In deze zaak heeft de Rechtbank Den Haag op 12 augustus 2024 uitspraak gedaan in een bestuursrechtelijke procedure betreffende de maatregel van bewaring van eiser, die door de Minister van Asiel en Migratie was opgelegd. Eiser had beroep ingesteld tegen het besluit van 16 juli 2024, waarbij de maatregel van bewaring op grond van artikel 59, eerste lid, aanhef en onder a, van de Vreemdelingenwet 2000 was opgelegd. Tijdens de zitting op 6 augustus 2024 was eiser aanwezig, bijgestaan door zijn gemachtigde, terwijl de minister werd vertegenwoordigd door zijn gemachtigde. Een tolk was opgeroepen, maar was niet gedurende de gehele zitting beschikbaar, waardoor de rechtbank met toestemming van eiser de behandeling voortzette.
De rechtbank heeft de argumenten van eiser, die stelde dat de maatregel van bewaring onterecht was omdat deze zou zijn opgeheven op 17 juli 2024, niet gevolgd. De rechtbank oordeelde dat er geen bewijs was dat de maatregel was opgeheven en dat het document waar eiser naar verwees, een foutieve aankruising bevatte. De rechtbank concludeerde dat de maatregel van bewaring rechtmatig was opgelegd en dat er geen grond was voor schadevergoeding.

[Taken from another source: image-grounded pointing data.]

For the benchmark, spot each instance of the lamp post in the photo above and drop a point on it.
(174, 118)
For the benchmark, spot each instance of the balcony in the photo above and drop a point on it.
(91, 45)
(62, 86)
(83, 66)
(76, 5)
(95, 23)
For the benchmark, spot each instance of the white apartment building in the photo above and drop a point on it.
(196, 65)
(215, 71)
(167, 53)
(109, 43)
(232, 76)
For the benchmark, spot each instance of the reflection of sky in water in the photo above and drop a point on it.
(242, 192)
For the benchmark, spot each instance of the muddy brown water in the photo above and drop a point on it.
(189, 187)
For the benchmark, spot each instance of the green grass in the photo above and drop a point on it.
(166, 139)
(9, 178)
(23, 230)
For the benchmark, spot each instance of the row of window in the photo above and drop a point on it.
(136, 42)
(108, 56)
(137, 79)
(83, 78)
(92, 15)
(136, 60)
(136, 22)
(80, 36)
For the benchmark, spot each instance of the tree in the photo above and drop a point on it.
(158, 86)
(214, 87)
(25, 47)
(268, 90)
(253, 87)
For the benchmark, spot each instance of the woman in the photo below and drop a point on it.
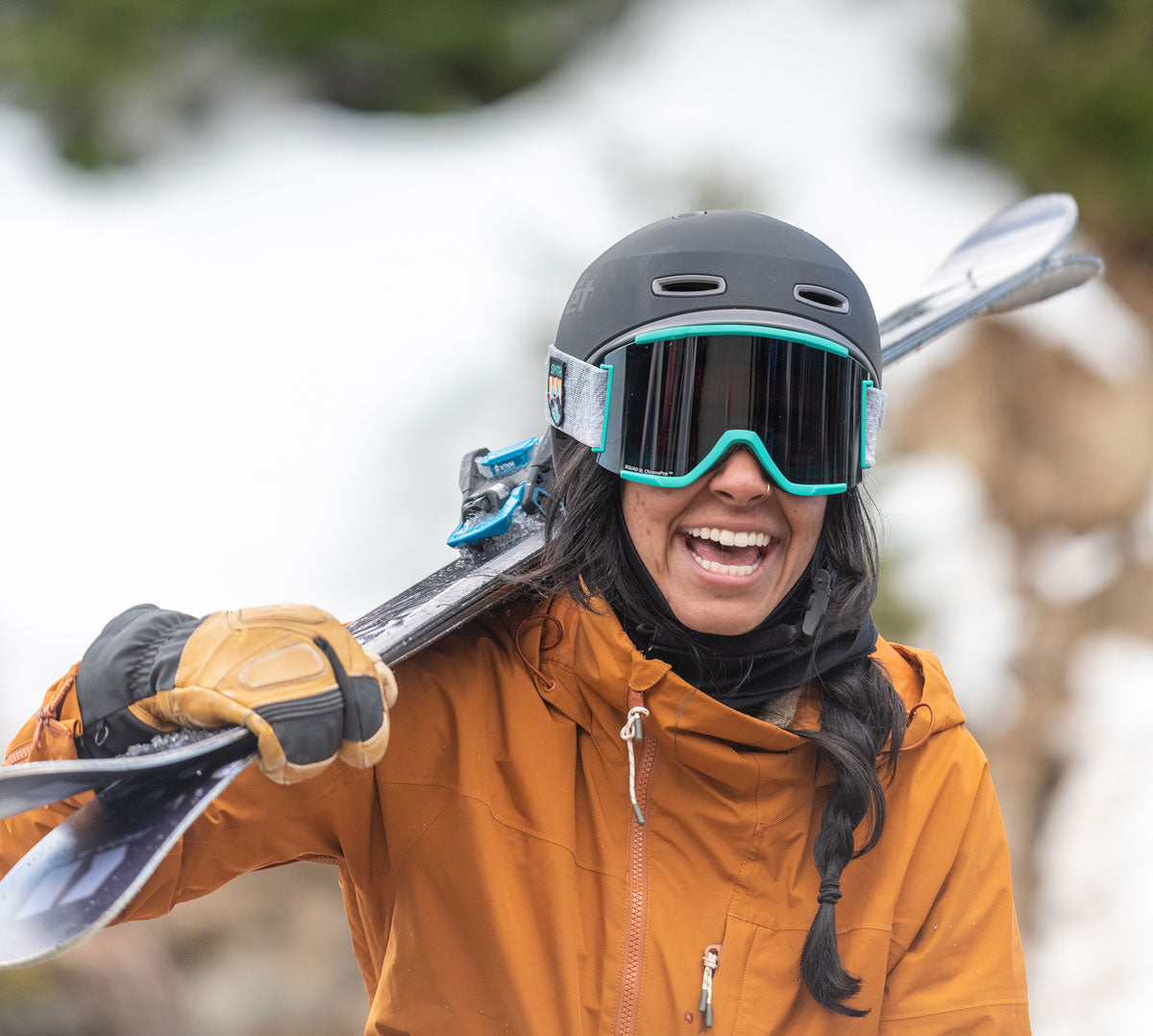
(670, 786)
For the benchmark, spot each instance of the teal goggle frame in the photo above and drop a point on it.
(677, 401)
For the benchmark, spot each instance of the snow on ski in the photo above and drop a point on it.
(86, 871)
(29, 784)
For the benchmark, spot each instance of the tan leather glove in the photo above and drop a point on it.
(289, 673)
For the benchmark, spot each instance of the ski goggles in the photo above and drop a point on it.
(675, 401)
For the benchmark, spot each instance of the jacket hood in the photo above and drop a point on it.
(589, 667)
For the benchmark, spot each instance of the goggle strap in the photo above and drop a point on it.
(577, 392)
(874, 416)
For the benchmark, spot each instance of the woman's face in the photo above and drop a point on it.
(725, 550)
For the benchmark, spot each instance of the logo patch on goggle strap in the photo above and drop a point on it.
(557, 391)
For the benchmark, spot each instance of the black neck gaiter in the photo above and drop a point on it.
(794, 646)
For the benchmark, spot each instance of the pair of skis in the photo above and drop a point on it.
(86, 870)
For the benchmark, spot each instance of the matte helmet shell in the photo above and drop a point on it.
(718, 259)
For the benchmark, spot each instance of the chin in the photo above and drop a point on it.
(720, 622)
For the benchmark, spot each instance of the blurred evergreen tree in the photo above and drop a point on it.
(113, 76)
(1062, 92)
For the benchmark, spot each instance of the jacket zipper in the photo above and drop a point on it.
(638, 878)
(712, 961)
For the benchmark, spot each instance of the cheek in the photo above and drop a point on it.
(806, 519)
(647, 523)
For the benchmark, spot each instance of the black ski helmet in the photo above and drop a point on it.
(698, 263)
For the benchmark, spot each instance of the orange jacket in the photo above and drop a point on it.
(497, 880)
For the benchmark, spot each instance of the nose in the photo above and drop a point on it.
(739, 479)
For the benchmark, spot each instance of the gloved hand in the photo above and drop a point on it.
(289, 673)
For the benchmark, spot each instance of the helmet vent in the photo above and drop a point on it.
(822, 298)
(690, 284)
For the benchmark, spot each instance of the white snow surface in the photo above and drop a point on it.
(246, 370)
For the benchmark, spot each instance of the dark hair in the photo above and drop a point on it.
(863, 718)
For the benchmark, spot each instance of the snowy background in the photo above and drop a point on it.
(246, 370)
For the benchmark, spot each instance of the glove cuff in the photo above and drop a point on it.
(136, 654)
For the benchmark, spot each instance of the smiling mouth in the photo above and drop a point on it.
(726, 553)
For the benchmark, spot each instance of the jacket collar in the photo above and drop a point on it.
(588, 667)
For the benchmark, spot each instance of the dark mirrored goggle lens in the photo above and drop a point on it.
(681, 396)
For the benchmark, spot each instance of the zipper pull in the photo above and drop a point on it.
(712, 961)
(632, 734)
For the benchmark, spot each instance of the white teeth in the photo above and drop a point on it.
(726, 538)
(725, 570)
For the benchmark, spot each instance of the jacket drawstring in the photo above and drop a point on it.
(632, 735)
(712, 961)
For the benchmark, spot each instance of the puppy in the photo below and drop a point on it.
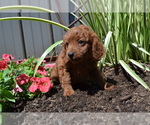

Eiser had ook aangevoerd dat zijn eerdere strafrechtelijke detentie de huidige maatregel onrechtmatig maakte, maar de rechtbank oordeelde dat dit niet relevant was voor de beoordeling van de huidige maatregel.
Uiteindelijk verklaarde de rechtbank het beroep ongegrond en wees het verzoek om schadevergoeding af. De uitspraak werd openbaar gemaakt en eiser heeft de mogelijkheid om binnen één week hoger beroep in te stellen bij de Afdeling bestuursrechtspraak van de Raad van State.